Misshandlungs-Skandal um Haasenburg-Heime beschäftigt die Justiz. Dabei geht es auch um Ministerin Martina Münch

Strausberg/Cottbus - Jetzt arbeitet die Justiz alles auf, vier Jahre danach: Es geht um einen der größten Skandale in Brandenburg nach 1990, nämlich um den Verdacht der Misshandlung von Kindern und Jugendlichen in Heimen der privaten Haasenburg-Firma, die deshalb von Brandenburgs damaliger Bildungsministerin Martina Münch (SPD) 2013 dicht gemacht wurden. Dass Münch 2016 wieder Wissenschaftsministerin wurde, trotz einer insgesamt miserablen Bilanz als Chefin des Bildungsressorts von 2011 bis 2014, hat etwa viel mit ihrem konsequenten, bundesweit beachteten Krisenmanagement im Haasenburg-Skandal zu tun. Auf der Pressekonferenz, als sie nach dem vernichtenden Abschlussbericht der externen Expertenkommission die Haasenburg-Heime dichtmachte, und das trotz juristischer Risiken, hatte Münch erklärt: „Ich entschuldige mich bei den betroffenen Kindern und Jugendlichen, dass wir sie nicht besser haben schützen können.“

Und genau das arbeitet nun die Strafjustiz im Land auf: Mehr als vier Jahre nach dem Skandal hat die Staatsanwaltschaft erneut Anklage gegen einen Betreuer erhoben. Das Amtsgericht Strausberg bestätigte auf Anfrage der Deutschen Presse-Agentur den Eingang der Anklage, in der es um Misshandlung von Schutzbefohlenen geht. Eine Entscheidung zur Eröffnung des Hauptverfahrens gebe es aber noch nicht. Laut Staatsanwaltschaft Cottbus soll der Erzieher am Standort Müncheberg (Märkisch-Oderland) einen jugendlichen Heimbewohner körperlich misshandelt haben.
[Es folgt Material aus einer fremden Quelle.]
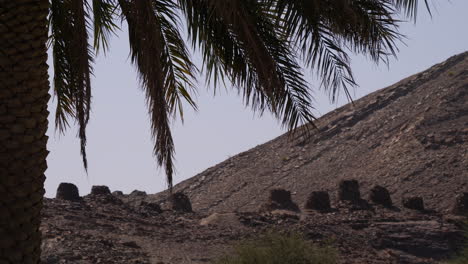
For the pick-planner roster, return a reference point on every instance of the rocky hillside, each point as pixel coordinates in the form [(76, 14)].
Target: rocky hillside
[(384, 178), (411, 137)]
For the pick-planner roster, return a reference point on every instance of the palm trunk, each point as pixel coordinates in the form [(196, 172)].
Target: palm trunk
[(24, 95)]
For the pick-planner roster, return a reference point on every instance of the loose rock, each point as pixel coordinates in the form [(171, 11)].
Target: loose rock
[(318, 200), (461, 204), (349, 191), (117, 193), (380, 195), (138, 193), (280, 199), (414, 203), (181, 203), (100, 190), (67, 191)]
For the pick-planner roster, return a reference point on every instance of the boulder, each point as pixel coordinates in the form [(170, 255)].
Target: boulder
[(318, 200), (100, 190), (67, 191), (150, 206), (221, 219), (181, 203), (414, 203), (117, 193), (380, 195), (138, 193), (461, 204), (280, 199), (349, 191)]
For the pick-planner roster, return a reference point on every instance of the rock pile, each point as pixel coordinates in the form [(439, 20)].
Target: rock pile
[(349, 191), (318, 200), (181, 203), (67, 191), (380, 195), (414, 203), (461, 204), (100, 190), (280, 199)]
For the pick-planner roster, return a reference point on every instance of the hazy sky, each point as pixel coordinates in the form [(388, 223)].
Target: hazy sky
[(119, 142)]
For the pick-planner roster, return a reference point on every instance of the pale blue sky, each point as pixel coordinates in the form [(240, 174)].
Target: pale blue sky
[(119, 142)]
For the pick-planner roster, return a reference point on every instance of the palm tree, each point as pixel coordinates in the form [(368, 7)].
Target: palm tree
[(256, 45)]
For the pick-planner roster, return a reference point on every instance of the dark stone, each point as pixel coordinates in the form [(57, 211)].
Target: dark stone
[(349, 191), (67, 191), (280, 199), (461, 204), (414, 203), (154, 207), (131, 244), (100, 190), (181, 203), (319, 200), (138, 193), (380, 195)]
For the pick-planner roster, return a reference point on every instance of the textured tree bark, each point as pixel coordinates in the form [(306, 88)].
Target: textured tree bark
[(24, 88)]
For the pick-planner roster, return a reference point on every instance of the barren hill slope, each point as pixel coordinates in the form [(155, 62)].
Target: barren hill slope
[(411, 137)]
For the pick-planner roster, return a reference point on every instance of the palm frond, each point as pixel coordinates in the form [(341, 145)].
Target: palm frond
[(410, 7), (239, 40), (104, 12), (72, 58), (164, 67), (324, 30)]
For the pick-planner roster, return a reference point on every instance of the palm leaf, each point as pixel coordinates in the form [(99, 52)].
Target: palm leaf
[(164, 68), (72, 58)]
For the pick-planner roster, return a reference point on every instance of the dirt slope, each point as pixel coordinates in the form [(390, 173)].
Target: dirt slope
[(411, 137)]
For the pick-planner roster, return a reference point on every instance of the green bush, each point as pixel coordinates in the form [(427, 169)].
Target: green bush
[(275, 248)]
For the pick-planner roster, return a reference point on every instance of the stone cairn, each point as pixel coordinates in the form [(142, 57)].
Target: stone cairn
[(318, 200), (100, 190), (181, 203), (67, 191), (414, 203), (349, 191), (380, 195), (280, 199), (461, 204)]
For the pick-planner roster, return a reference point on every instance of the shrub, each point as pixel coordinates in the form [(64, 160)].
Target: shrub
[(275, 248)]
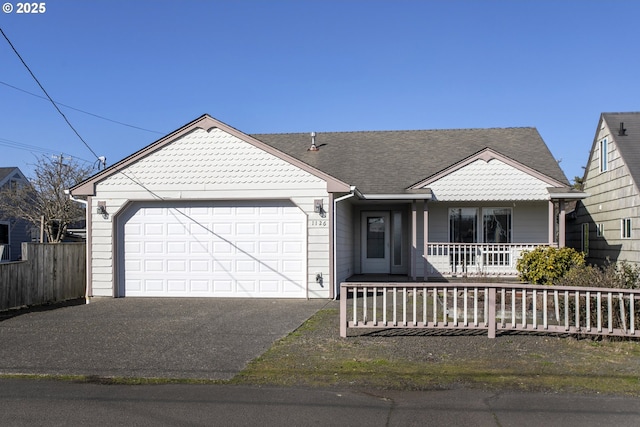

Es ist nach Bekanntwerden des Skandals im Sommer 2013 nun das zweite Mal, dass gegen einen Haasenburg-Betreuer Anklage wegen körperlicher Gewalt erhoben wurde. Der bislang einzige Misshandlungs-Prozess ging 2015 allerdings mit einem Freispruch aus. Damals hatte die Staatsanwaltschaft einem Betreuer vorgeworfen, einem jugendlichen Heimbewohner mit dem Ellenbogen ins Gesicht geschlagen zu haben. Der Richter des Amtsgerichts Lübben stufte die Aussage des Jugendlichen aber als nicht glaubhaft ein. Daneben wurden zwei weitere Gerichtsverfahren wegen sexuellen Missbrauchs eingeleitet. Ein Prozess gegen einen Betreuer endete mit einer Bewährungsstrafe von eineinhalb Jahren, der andere wurde gegen die Zahlung einer Geldbuße eingestellt. Die jahrelangen Untersuchungen zu den Misshandlungsvorwürfen mit Dutzenden Verfahren sind weitgehend abgeschlossen. Ein Verfahren sei noch offen. Noch laufen die Ermittlungen, hieß es von der Staatsanwaltschaft. Die Behörde hat bereits viele Verfahren nach und nach eingestellt.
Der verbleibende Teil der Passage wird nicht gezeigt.